Edmunds.com has filed a lawsuit against online reputation management company Humankind Design Ltd. for attempting to post fraudulent reviews on the site, according to a petition filed today.
Edmunds filed the suit in Texas after it discovered that Humankind tried to register almost 2,200 fake members on the site, the company said.
Humankind, of Friendswood, Texas, helps companies with reputation management. According to the company's Web site, it can help a company improve its Google results, in part by pushing out negative reviews that show up on the first page with good ones and by fixing problems and improving ratings on third-party review sites.

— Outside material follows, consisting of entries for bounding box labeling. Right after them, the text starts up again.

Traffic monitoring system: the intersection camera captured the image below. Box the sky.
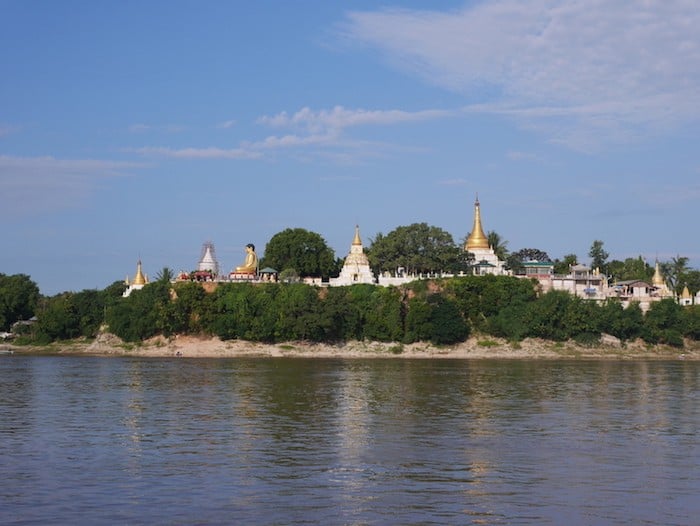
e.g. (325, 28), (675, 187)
(0, 0), (700, 295)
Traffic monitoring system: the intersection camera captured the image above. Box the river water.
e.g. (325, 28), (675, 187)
(0, 355), (700, 526)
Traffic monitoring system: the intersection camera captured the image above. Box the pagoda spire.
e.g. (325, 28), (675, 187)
(352, 225), (362, 245)
(464, 194), (490, 251)
(651, 259), (666, 287)
(132, 259), (146, 285)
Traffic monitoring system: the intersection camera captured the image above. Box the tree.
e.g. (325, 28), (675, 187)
(486, 230), (508, 261)
(262, 228), (337, 278)
(0, 273), (39, 331)
(588, 239), (609, 273)
(554, 254), (578, 274)
(660, 256), (689, 294)
(367, 223), (465, 273)
(506, 248), (551, 271)
(156, 267), (175, 283)
(683, 270), (700, 296)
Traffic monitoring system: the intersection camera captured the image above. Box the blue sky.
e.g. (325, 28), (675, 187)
(0, 0), (700, 295)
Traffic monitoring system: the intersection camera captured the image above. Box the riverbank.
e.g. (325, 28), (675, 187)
(4, 334), (700, 360)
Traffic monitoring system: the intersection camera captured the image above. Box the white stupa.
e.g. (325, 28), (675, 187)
(197, 241), (219, 276)
(329, 225), (375, 287)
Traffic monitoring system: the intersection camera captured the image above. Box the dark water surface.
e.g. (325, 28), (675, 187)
(0, 355), (700, 525)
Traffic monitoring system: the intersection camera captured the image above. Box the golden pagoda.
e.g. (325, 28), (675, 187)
(464, 196), (491, 252)
(651, 260), (666, 288)
(124, 259), (148, 297)
(131, 259), (147, 285)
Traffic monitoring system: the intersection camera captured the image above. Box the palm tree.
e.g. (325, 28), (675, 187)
(156, 267), (175, 283)
(660, 256), (689, 294)
(486, 230), (508, 261)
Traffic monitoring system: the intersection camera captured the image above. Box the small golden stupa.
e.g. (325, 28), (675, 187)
(464, 196), (491, 251)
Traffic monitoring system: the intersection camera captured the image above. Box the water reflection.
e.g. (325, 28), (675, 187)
(0, 356), (700, 524)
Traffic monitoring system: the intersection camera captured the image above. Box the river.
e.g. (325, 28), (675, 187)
(0, 355), (700, 526)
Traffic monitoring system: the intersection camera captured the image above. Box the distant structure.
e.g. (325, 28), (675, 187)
(651, 259), (673, 298)
(464, 196), (507, 276)
(123, 259), (148, 298)
(329, 225), (376, 287)
(197, 241), (219, 276)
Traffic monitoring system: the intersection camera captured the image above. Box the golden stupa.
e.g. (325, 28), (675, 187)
(464, 196), (491, 251)
(127, 259), (147, 285)
(651, 261), (666, 287)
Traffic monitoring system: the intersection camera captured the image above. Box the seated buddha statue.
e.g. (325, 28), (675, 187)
(236, 243), (258, 274)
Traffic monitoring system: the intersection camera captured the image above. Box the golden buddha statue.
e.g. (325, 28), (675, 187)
(235, 243), (258, 274)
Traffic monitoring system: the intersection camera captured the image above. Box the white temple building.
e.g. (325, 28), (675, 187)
(464, 197), (507, 276)
(197, 241), (219, 276)
(123, 259), (148, 298)
(329, 225), (376, 287)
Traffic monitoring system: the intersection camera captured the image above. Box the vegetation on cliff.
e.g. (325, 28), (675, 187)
(5, 276), (700, 352)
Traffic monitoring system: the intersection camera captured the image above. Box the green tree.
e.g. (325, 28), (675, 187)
(486, 230), (508, 261)
(0, 273), (39, 331)
(156, 267), (175, 283)
(262, 228), (337, 278)
(505, 248), (551, 274)
(105, 281), (173, 342)
(683, 269), (700, 296)
(554, 254), (578, 275)
(642, 298), (684, 347)
(660, 256), (690, 294)
(275, 283), (326, 341)
(588, 239), (609, 274)
(367, 223), (464, 273)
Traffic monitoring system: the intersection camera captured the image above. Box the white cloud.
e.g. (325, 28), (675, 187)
(258, 106), (448, 132)
(131, 106), (448, 159)
(131, 146), (260, 159)
(342, 0), (700, 148)
(129, 123), (185, 133)
(0, 155), (142, 216)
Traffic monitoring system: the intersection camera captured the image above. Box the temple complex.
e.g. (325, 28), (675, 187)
(116, 196), (700, 311)
(123, 259), (148, 298)
(464, 196), (507, 276)
(329, 225), (376, 286)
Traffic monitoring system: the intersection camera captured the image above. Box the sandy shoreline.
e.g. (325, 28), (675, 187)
(4, 334), (700, 360)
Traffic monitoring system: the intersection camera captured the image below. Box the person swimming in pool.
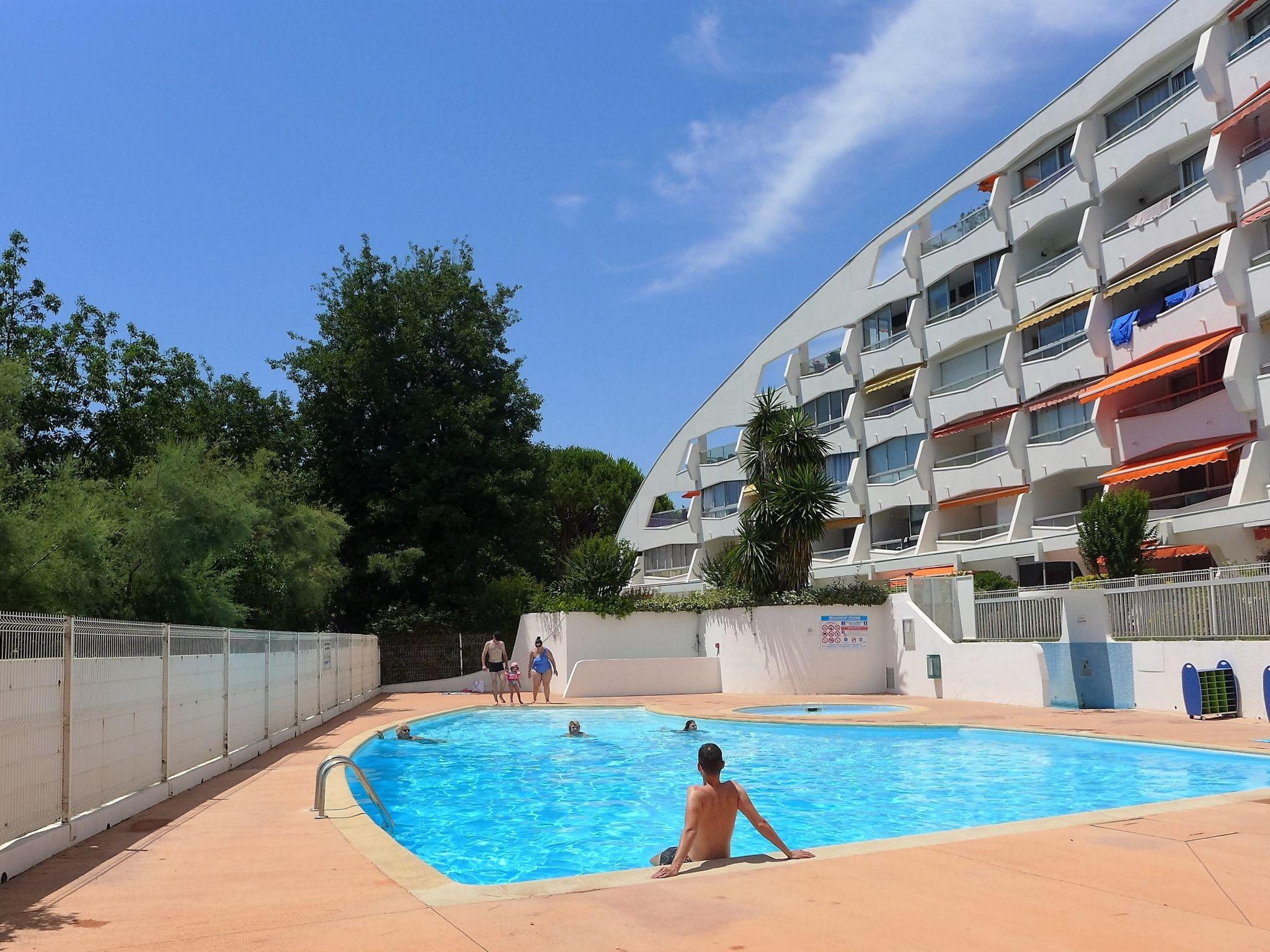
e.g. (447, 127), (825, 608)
(651, 744), (814, 879)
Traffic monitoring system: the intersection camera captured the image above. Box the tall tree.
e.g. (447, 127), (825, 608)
(277, 237), (550, 627)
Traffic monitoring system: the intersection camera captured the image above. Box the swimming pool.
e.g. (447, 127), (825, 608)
(349, 706), (1270, 883)
(737, 705), (908, 717)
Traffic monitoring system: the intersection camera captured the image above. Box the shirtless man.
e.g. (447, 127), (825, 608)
(480, 635), (507, 705)
(652, 744), (814, 879)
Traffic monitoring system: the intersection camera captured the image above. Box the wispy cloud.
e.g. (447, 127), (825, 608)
(670, 12), (730, 74)
(649, 0), (1160, 291)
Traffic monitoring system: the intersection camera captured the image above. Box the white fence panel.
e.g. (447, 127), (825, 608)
(0, 614), (66, 843)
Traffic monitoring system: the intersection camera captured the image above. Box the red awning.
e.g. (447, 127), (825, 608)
(931, 403), (1018, 437)
(1213, 82), (1270, 136)
(1099, 433), (1252, 486)
(935, 486), (1028, 509)
(1081, 327), (1243, 403)
(1024, 379), (1093, 410)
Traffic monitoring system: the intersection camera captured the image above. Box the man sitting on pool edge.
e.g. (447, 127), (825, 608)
(652, 744), (814, 879)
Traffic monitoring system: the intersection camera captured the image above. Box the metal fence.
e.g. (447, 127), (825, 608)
(0, 612), (380, 844)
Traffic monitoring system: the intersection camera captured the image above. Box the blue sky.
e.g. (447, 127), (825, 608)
(0, 0), (1163, 469)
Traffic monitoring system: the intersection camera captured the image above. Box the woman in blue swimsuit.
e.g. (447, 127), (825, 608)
(530, 638), (560, 705)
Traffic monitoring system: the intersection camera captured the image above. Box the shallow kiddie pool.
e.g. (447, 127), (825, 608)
(737, 705), (908, 717)
(349, 706), (1270, 883)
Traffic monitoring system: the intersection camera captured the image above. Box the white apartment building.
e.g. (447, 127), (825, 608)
(619, 0), (1270, 589)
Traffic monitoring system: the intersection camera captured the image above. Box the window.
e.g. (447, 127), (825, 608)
(701, 480), (744, 519)
(824, 453), (859, 488)
(859, 301), (908, 350)
(1018, 138), (1073, 192)
(865, 433), (926, 482)
(1108, 66), (1195, 138)
(802, 390), (855, 433)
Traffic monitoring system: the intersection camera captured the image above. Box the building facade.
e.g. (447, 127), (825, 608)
(619, 0), (1270, 589)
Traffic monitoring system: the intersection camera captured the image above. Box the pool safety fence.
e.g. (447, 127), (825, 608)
(0, 612), (380, 848)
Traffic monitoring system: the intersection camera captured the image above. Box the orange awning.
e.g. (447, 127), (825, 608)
(1142, 546), (1208, 558)
(935, 486), (1028, 509)
(1081, 327), (1242, 403)
(1213, 82), (1270, 136)
(1099, 433), (1252, 486)
(931, 403), (1018, 437)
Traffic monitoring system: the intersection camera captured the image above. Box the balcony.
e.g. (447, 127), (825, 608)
(1010, 162), (1093, 241)
(931, 446), (1025, 508)
(1103, 182), (1229, 274)
(1225, 29), (1270, 104)
(1028, 420), (1111, 482)
(928, 367), (1018, 426)
(921, 205), (1008, 284)
(1015, 245), (1097, 314)
(925, 289), (1015, 354)
(1093, 82), (1218, 192)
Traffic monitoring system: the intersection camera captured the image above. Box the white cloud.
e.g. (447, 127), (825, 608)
(649, 0), (1160, 291)
(670, 12), (729, 74)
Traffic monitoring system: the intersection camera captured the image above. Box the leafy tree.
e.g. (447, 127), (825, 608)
(275, 237), (549, 628)
(1076, 487), (1157, 579)
(560, 536), (639, 598)
(545, 447), (645, 571)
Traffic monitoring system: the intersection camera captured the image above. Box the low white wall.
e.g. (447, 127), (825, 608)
(564, 658), (722, 698)
(701, 606), (892, 694)
(888, 593), (1049, 707)
(1130, 641), (1270, 721)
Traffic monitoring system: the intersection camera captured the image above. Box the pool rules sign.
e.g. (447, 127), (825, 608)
(820, 614), (869, 649)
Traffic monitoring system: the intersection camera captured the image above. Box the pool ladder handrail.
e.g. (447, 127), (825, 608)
(313, 754), (396, 829)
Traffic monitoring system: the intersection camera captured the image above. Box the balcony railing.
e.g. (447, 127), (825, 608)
(869, 466), (917, 486)
(1010, 162), (1076, 206)
(938, 523), (1010, 542)
(701, 443), (737, 466)
(1231, 27), (1270, 60)
(1116, 379), (1225, 420)
(1023, 327), (1088, 363)
(1103, 179), (1208, 239)
(931, 367), (1003, 396)
(801, 350), (842, 377)
(1016, 245), (1081, 284)
(1097, 80), (1195, 152)
(865, 397), (913, 420)
(1032, 509), (1081, 529)
(1150, 482), (1233, 509)
(859, 327), (908, 354)
(926, 288), (997, 325)
(922, 202), (992, 255)
(933, 443), (1010, 470)
(647, 509), (688, 529)
(1028, 420), (1093, 447)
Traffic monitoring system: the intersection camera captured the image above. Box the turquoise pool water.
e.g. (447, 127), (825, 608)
(742, 705), (907, 721)
(349, 706), (1270, 883)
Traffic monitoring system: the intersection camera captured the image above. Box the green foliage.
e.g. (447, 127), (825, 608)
(560, 536), (639, 599)
(974, 569), (1018, 591)
(1077, 487), (1157, 579)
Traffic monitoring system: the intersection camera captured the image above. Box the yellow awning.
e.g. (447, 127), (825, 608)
(863, 363), (926, 394)
(1103, 229), (1228, 297)
(1018, 288), (1093, 330)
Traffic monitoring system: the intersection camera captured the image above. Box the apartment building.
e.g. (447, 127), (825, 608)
(621, 0), (1270, 588)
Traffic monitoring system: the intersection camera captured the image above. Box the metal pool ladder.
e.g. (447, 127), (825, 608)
(314, 754), (396, 829)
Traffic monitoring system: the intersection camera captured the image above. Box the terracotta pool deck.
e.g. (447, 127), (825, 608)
(0, 694), (1270, 952)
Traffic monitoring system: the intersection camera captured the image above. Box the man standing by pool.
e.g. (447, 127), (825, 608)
(480, 635), (507, 705)
(652, 744), (814, 879)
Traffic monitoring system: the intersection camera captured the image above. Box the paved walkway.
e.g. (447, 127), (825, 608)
(0, 694), (1270, 952)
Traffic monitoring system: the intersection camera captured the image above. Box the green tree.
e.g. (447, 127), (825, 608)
(1076, 487), (1157, 579)
(546, 447), (645, 573)
(275, 237), (550, 628)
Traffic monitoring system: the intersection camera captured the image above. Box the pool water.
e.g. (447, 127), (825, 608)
(737, 705), (908, 717)
(349, 706), (1270, 883)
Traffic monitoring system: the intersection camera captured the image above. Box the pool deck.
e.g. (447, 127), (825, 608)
(0, 694), (1270, 952)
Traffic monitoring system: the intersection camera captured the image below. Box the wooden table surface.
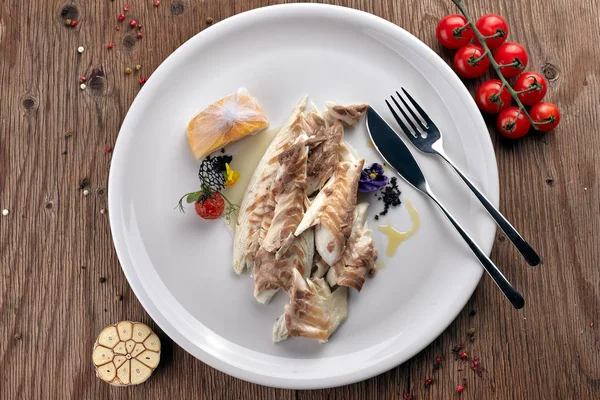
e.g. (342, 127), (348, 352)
(0, 0), (600, 399)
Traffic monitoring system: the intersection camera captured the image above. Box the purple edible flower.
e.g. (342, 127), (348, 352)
(358, 163), (389, 193)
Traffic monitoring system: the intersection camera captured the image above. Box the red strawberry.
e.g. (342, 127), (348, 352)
(194, 192), (225, 219)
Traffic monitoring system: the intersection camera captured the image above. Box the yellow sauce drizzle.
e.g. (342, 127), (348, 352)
(377, 200), (421, 257)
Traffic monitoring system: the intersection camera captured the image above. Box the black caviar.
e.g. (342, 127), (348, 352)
(198, 155), (233, 192)
(375, 177), (401, 219)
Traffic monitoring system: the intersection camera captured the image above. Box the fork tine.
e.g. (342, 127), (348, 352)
(385, 97), (414, 139)
(402, 88), (435, 125)
(390, 92), (421, 137)
(396, 91), (427, 130)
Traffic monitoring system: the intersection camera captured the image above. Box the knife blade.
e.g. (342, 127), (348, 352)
(367, 107), (525, 309)
(367, 106), (426, 188)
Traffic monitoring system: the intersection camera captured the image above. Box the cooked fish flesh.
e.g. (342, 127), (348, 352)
(295, 158), (365, 265)
(273, 270), (348, 343)
(310, 253), (329, 278)
(253, 229), (315, 304)
(306, 121), (344, 195)
(261, 131), (308, 259)
(326, 102), (369, 126)
(327, 203), (378, 292)
(233, 97), (307, 274)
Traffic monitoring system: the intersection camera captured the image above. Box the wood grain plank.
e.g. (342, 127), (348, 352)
(0, 0), (600, 399)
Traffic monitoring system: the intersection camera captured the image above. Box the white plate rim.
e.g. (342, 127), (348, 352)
(108, 3), (499, 389)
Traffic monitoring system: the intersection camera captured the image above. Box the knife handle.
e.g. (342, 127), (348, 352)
(425, 186), (525, 309)
(438, 151), (541, 266)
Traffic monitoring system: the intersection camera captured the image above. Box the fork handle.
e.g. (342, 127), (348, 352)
(425, 188), (525, 310)
(437, 151), (540, 266)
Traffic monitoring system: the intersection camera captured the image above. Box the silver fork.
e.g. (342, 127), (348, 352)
(385, 88), (540, 266)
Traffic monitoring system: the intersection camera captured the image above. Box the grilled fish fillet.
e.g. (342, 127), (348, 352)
(273, 270), (348, 343)
(261, 131), (308, 259)
(233, 97), (307, 274)
(310, 253), (329, 278)
(295, 158), (365, 265)
(327, 203), (378, 292)
(306, 121), (344, 196)
(253, 229), (315, 304)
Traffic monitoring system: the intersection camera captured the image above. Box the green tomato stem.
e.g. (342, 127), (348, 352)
(452, 0), (538, 130)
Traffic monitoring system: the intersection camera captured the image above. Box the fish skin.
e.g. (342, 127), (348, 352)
(295, 158), (365, 266)
(233, 96), (308, 274)
(326, 203), (378, 292)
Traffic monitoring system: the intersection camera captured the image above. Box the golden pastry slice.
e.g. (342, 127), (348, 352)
(187, 88), (269, 159)
(92, 321), (160, 386)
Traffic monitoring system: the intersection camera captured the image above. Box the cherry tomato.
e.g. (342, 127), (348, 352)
(454, 44), (490, 79)
(494, 42), (529, 78)
(475, 14), (508, 50)
(194, 192), (225, 219)
(529, 102), (560, 132)
(513, 72), (548, 106)
(435, 14), (473, 49)
(475, 79), (511, 114)
(496, 107), (531, 139)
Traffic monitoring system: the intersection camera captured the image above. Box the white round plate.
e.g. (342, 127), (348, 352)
(109, 4), (498, 389)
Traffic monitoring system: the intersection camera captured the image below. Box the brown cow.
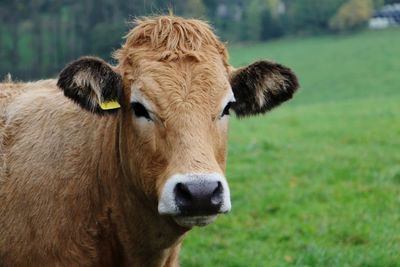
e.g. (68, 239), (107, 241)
(0, 16), (298, 267)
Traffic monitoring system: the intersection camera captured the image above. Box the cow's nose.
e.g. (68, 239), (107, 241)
(174, 181), (223, 216)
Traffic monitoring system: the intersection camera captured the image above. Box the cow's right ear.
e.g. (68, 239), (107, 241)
(57, 57), (123, 114)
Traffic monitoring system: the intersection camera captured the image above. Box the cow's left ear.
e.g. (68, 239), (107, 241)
(57, 57), (123, 114)
(230, 61), (299, 117)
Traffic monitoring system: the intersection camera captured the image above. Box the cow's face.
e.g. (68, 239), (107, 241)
(58, 17), (298, 227)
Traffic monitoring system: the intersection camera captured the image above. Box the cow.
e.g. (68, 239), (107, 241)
(0, 16), (299, 267)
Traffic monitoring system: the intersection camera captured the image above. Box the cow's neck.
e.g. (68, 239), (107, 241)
(94, 114), (186, 267)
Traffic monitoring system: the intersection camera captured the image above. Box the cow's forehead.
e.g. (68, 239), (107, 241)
(130, 60), (232, 115)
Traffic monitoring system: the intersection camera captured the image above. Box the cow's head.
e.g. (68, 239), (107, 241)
(58, 17), (298, 227)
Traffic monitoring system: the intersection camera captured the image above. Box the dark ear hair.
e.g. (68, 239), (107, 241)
(230, 61), (299, 117)
(57, 57), (123, 114)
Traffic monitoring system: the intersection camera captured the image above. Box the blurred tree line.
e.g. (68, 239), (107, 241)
(0, 0), (400, 79)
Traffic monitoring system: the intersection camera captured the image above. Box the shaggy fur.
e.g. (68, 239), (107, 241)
(0, 16), (297, 267)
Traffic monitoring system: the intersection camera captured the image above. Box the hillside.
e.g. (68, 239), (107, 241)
(182, 29), (400, 267)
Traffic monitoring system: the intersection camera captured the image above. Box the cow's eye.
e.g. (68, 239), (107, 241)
(221, 102), (232, 118)
(131, 102), (151, 120)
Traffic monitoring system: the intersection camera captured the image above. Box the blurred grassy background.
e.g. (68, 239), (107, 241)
(182, 29), (400, 267)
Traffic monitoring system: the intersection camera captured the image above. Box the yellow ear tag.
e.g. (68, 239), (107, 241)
(100, 101), (121, 110)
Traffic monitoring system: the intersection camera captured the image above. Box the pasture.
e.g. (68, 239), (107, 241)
(181, 29), (400, 267)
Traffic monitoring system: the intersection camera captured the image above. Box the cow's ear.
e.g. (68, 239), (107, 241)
(230, 61), (299, 117)
(57, 57), (123, 114)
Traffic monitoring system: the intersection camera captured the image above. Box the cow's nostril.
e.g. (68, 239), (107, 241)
(175, 183), (192, 205)
(211, 182), (223, 205)
(174, 180), (224, 216)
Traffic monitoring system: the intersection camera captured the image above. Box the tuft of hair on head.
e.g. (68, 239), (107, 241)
(113, 15), (228, 63)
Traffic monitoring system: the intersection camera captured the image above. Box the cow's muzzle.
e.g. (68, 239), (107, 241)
(158, 173), (231, 227)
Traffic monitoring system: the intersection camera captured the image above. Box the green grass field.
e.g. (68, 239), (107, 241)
(181, 29), (400, 267)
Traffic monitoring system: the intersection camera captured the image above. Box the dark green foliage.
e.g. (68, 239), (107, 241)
(0, 0), (384, 80)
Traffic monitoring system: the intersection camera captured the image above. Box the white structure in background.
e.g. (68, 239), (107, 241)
(369, 4), (400, 29)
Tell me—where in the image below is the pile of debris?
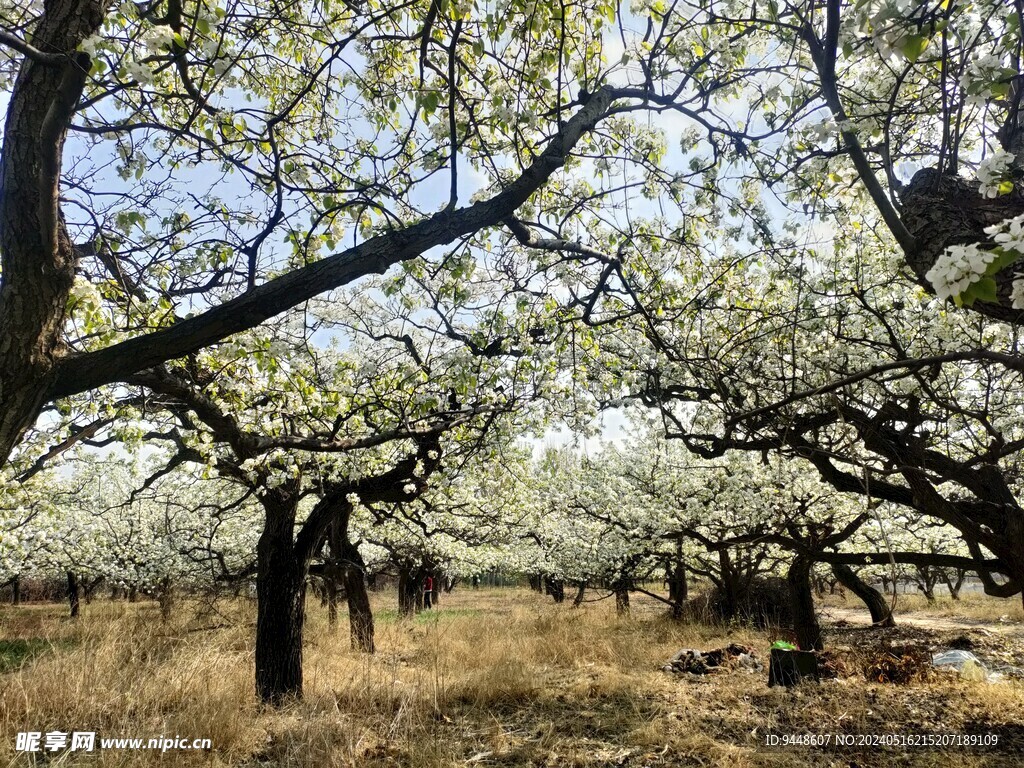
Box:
[662,643,764,675]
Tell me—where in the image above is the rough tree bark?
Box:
[572,580,587,608]
[341,530,375,653]
[256,489,306,705]
[831,563,896,627]
[0,0,109,464]
[785,555,824,650]
[68,570,82,618]
[615,582,630,616]
[667,538,689,620]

Edmunds said it identified 25 dealers who hired Humankind to fill out reviews. The company declined to give those dealers' names or locations.
Justin Anderson, owner of Humankind, said today Edmunds.com has not contacted his company about the allegations and he has not seen a copy of the lawsuit. He found out about the lawsuit through journalists calling asking for a comment.
"I can say that we completely disagree with the assertion that we are posting fraudulent reviews online," Anderson said.
Anyone who posts a review on Edmunds.com is required to go on the site and agree to its membership agreement, Kenneth Levin, general counsel for Edmunds.com, said in an interview. This agreement forbids using profanity and posting anything that isn't based on the reviewer's personal experience.
The agreement also requires that members agree to register only once using a single user name, and to agree to not register under another person's name or choose a user name designed to deceive or mislead visitors.
Edmunds monitors all of its reviews before they are posted on the site, and all reviews must conform with the membership agreement in order to be posted. Humankind tried to post its first fake review on Edmunds.com on Jan. 22., an Edmunds spokeswoman said in an e-mail.
In early March, Edmunds employees monitoring the reviews identified a large number of registrations that were generating reviews that were not real, and traced those reviews back to Humankind, Levin said.
Anderson said Humankind does not post fake reviews, but it is part of Humankind's service to post comment cards from customers at dealerships. Anderson said Humankind posts all the cards sent to them, so it would be on the dealer if negative cards were left out.
"We felt that we were within Edmund's terms of service, obviously they would disagree," Anderson said.
Anderson said he agrees with Edmunds' assertion that fake reviews are bad, and Humankind even has a section on its Web site about how to collect reviews properly and stay within the law.
Edmunds is confident that it has removed from its site most, if not all, of the fake reviews posted by Humankind, Levin said. It is seeking "temporary and permanent injunctive relief" and monetary damages, according to its lawsuit petition.
Anderson said that he would like to talk to Edmunds.com about the allegations and work out a solution to the issues.
Packages with Humankind start at $100 per month, according to its Web site.
Levin said Edmunds is not afraid its reliability will be compromised by filing a lawsuit against Humankind.
"Web sites that have reviews of businesses, like Yelp or TripAdvisor -- everyone knows that all of those sites have issues with fraudulent reviews," Levin said. "It's not a secret that this is an [issue] across all consumer review Web sites."
Humankind, on its site, also identifies 15 review sites on which it is prepared to post fake reviews, including Google+, Foursquare and Yelp, Edmunds.com said in a statement.
The lawsuit against Humankind is not the first Edmunds has filed to protect its site and users.
Edmunds won an injunction in May 2006 against a user in New York who was harassing members on the Web site's forum page.
In 2010, Edmunds helped the FBI to stop Web sites that had created a fake vehicle escrow service using Edmunds' name, Levin said, adding that Edmunds had nothing to do with the scam.